Hy-Vee closing affects student employees

Hy-Vee closing leaves student employees looking for work

With students constantly searching for a means to make money, many joined the Hy-Vee staff for its convenient location and supportive team. In light of its closing, former employees are now stressing about how to support themselves financially. 

Emma Hardesty

“The close has definitely taken a mental toll on me with the stress of trying to find work,” senior Liliana King Wilson said. “I’ve been going to Hy-Vee since I was little, so I was able to walk to work, which was super convenient. Since they told me Hy-Vee was going to be closing, I was completely shocked, just because we’d been going there my entire life.

Former employee senior Matthew Brandenburger shared  similar feelings of sentimentality towards the closing. 

“On the employee side of things, it put me out of a job so that was pretty hard,” senior Matthew Brandenburger said “But as a customer, I’ve been shopping at Hy-Vee since I moved to Lawrence about 15 years ago, which is kind of a weird feeling,” says Senior Matthew Brandenburger. 

Former employee sophomore Ajay Mcmahan only worked at Hy-Vee for a limited amount of time, but emphasized how positive Hy-Vee’s work environment was. 

“Working at Hy-Vee was definitely a good experience,” Mcmahan said. “It taught me good work ethic and improved my people skills.”

Hy-Vee’s consistent supportive atmosphere fostered many bonds between coworkers which will be challenging for them to give up.

Emma Hardesty

“I feel like in any workspace ever there’s usually at least some drama between coworkers, but everyone who worked at Hy-Vee was super cool and easy to get along with, which was really nice,” says King-Wilson. 

With Hy-Vee being a fairly popular grocery store among Lawrence residents, many were surprised by its closing.

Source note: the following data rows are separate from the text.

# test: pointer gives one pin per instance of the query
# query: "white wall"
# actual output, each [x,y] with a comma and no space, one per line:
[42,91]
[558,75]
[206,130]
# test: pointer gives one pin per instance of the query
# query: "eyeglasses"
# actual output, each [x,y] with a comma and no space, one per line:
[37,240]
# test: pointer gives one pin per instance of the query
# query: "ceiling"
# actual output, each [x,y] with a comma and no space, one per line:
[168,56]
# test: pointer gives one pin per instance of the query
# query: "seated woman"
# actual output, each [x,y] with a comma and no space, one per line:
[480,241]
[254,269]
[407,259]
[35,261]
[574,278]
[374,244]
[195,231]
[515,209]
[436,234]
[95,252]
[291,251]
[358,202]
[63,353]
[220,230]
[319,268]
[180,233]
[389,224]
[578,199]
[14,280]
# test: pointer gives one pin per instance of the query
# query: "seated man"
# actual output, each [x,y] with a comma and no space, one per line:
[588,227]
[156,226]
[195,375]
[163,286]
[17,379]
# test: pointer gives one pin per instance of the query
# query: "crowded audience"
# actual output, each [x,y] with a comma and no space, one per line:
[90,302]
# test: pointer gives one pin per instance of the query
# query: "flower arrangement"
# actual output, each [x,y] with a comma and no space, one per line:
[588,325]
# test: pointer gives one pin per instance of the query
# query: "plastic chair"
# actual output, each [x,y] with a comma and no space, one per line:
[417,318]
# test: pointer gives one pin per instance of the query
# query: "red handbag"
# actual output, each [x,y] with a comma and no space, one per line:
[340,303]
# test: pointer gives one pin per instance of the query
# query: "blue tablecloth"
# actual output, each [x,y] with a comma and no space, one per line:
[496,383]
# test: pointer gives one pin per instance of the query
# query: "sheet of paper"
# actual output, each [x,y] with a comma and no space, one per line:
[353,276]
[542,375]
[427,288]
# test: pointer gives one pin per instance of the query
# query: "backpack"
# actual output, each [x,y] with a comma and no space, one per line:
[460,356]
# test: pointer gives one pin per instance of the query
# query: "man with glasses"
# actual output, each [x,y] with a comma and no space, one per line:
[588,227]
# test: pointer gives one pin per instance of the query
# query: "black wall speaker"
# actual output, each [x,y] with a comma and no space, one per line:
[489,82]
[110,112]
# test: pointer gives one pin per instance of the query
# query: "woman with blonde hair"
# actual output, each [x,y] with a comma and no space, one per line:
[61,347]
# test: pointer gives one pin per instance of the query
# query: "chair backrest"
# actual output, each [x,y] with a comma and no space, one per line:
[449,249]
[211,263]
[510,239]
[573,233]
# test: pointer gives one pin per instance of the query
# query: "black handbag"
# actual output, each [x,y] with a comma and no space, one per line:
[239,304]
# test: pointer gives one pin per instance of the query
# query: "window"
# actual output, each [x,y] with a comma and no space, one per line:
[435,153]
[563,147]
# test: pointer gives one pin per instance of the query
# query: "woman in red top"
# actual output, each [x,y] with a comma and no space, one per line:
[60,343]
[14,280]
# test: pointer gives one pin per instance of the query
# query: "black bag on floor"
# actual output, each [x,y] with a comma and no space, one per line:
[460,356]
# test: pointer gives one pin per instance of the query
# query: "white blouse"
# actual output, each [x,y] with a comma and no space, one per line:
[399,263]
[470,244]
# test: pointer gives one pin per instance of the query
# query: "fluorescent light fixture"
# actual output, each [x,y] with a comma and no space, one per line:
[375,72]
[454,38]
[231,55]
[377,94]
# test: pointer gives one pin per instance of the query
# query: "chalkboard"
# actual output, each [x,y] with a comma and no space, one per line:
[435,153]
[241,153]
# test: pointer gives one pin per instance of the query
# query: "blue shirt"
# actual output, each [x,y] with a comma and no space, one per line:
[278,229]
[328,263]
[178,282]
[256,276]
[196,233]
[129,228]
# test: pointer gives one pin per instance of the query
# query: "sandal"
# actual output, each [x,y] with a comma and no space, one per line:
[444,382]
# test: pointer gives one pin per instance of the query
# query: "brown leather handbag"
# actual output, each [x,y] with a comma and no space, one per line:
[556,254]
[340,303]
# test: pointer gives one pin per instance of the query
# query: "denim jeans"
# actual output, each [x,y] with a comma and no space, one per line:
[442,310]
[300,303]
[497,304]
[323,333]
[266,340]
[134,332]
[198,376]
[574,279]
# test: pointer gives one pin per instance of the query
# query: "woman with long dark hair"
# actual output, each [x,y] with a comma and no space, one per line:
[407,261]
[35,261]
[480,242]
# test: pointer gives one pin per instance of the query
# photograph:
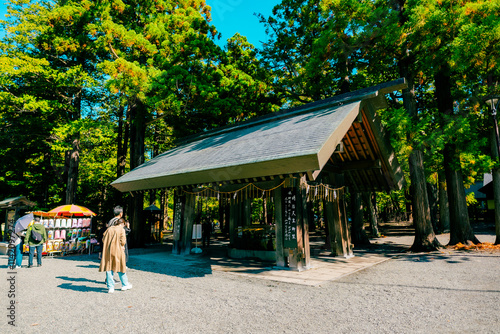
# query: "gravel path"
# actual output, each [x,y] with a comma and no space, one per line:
[441,292]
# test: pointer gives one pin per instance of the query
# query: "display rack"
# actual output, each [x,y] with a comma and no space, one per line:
[65,235]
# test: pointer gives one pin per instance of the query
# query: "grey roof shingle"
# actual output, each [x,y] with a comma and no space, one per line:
[294,141]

With other major grocery stores surrounding it’s area, such as Dillon’s, Walmart, and Sprouts, the competition left Hy-Vee struggling to stay in business. 

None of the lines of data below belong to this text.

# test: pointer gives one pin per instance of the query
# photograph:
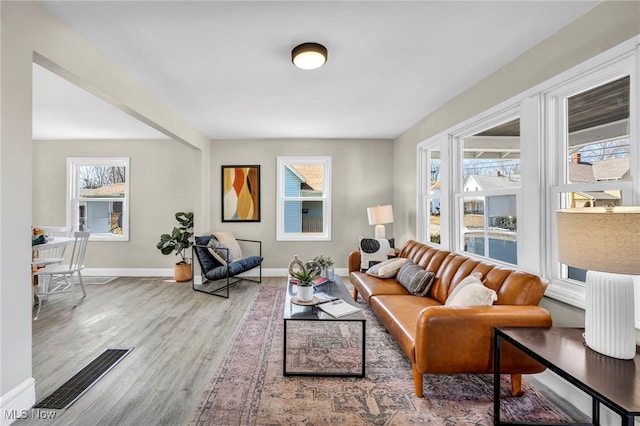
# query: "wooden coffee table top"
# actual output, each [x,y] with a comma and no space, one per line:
[331,289]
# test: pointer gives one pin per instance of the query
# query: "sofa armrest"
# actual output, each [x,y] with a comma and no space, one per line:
[460,339]
[354,261]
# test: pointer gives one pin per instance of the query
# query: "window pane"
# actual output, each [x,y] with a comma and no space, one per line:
[100,217]
[433,215]
[101,181]
[304,204]
[491,227]
[598,140]
[473,222]
[434,220]
[492,158]
[304,180]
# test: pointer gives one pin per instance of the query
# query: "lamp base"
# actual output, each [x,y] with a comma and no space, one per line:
[609,314]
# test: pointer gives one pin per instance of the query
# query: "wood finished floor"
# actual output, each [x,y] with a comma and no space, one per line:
[178,335]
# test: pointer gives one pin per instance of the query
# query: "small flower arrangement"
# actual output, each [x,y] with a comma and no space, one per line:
[305,276]
[323,261]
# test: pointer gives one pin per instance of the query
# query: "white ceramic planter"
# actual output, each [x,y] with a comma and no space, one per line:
[305,293]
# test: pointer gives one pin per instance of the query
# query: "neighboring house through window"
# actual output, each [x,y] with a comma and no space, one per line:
[98,197]
[304,197]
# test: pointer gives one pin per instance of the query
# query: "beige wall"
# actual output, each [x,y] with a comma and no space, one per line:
[361,177]
[162,182]
[28,33]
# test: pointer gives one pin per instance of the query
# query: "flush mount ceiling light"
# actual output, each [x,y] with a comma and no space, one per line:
[309,56]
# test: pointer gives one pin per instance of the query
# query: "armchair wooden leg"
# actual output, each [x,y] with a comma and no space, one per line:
[516,385]
[417,381]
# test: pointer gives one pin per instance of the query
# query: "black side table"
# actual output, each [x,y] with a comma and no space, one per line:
[610,381]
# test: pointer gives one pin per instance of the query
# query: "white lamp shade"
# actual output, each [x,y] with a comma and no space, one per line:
[380,215]
[593,239]
[606,243]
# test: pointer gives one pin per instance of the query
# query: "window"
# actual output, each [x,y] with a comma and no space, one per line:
[570,141]
[304,199]
[432,207]
[98,197]
[490,186]
[592,128]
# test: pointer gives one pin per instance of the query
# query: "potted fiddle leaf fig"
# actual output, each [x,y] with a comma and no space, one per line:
[178,242]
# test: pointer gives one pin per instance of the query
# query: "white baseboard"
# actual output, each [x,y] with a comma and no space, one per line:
[17,403]
[168,272]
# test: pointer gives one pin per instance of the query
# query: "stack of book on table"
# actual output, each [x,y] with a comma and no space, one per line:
[338,308]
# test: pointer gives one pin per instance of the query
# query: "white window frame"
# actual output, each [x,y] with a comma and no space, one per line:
[472,127]
[564,289]
[73,199]
[423,217]
[325,235]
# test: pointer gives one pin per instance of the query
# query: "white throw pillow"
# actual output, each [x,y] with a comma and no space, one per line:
[474,295]
[474,278]
[388,268]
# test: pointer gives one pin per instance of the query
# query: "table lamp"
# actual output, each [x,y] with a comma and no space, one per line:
[606,242]
[378,216]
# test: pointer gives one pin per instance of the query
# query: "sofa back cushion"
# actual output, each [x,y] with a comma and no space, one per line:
[513,287]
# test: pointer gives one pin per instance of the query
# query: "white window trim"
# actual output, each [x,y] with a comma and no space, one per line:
[608,69]
[325,235]
[72,197]
[424,175]
[478,124]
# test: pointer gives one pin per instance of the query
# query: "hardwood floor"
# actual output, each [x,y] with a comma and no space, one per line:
[178,336]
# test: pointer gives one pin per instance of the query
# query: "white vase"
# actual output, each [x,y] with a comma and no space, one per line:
[305,293]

“There were four other grocery stores within a mile of our store, making it a competitive environment to be in,” former Hy-Vee chef Andrew Johnson said. “So there just wasn’t enough business to go around, My kitchen was one of the top 5 in the region, but the rest of the store just couldn’t bring in the sales.”

Although many of Hy-Vee’s employees were highschool and college students looking for a part time position, its staff also included adults working to pay bills with a full time position. 

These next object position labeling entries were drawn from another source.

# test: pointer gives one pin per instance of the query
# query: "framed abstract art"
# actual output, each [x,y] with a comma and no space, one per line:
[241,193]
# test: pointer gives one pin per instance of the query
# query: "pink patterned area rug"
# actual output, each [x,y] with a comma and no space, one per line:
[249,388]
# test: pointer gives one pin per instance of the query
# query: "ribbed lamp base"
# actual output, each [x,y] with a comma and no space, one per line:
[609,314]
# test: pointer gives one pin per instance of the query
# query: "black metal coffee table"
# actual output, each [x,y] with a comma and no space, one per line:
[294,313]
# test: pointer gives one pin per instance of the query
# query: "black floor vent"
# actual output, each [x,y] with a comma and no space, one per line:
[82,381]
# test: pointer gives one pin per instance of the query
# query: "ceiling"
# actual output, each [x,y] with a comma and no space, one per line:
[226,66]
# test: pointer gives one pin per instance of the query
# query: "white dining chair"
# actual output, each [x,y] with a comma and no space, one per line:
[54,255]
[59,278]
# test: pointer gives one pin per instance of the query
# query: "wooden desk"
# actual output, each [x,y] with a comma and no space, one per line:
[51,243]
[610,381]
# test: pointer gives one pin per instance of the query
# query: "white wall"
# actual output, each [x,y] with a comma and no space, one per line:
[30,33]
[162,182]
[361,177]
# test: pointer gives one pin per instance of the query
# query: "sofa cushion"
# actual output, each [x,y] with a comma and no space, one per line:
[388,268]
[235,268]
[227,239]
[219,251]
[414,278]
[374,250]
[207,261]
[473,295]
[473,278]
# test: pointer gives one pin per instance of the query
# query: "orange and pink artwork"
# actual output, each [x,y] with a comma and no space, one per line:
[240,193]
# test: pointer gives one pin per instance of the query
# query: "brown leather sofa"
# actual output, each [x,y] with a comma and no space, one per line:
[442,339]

“Financially, the close wasn’t really a big deal for me,” said Mcmahan. “Since I don’t have to pay bills or taxes or anything yet, but I could definitely see how it could be a big problem for adults that worked there full time, which is really unfortunate.”

The closing of Hy-Vee has made a significant impact on not only the employees who were forced out of work, but on the community as a whole which lost a well-established business.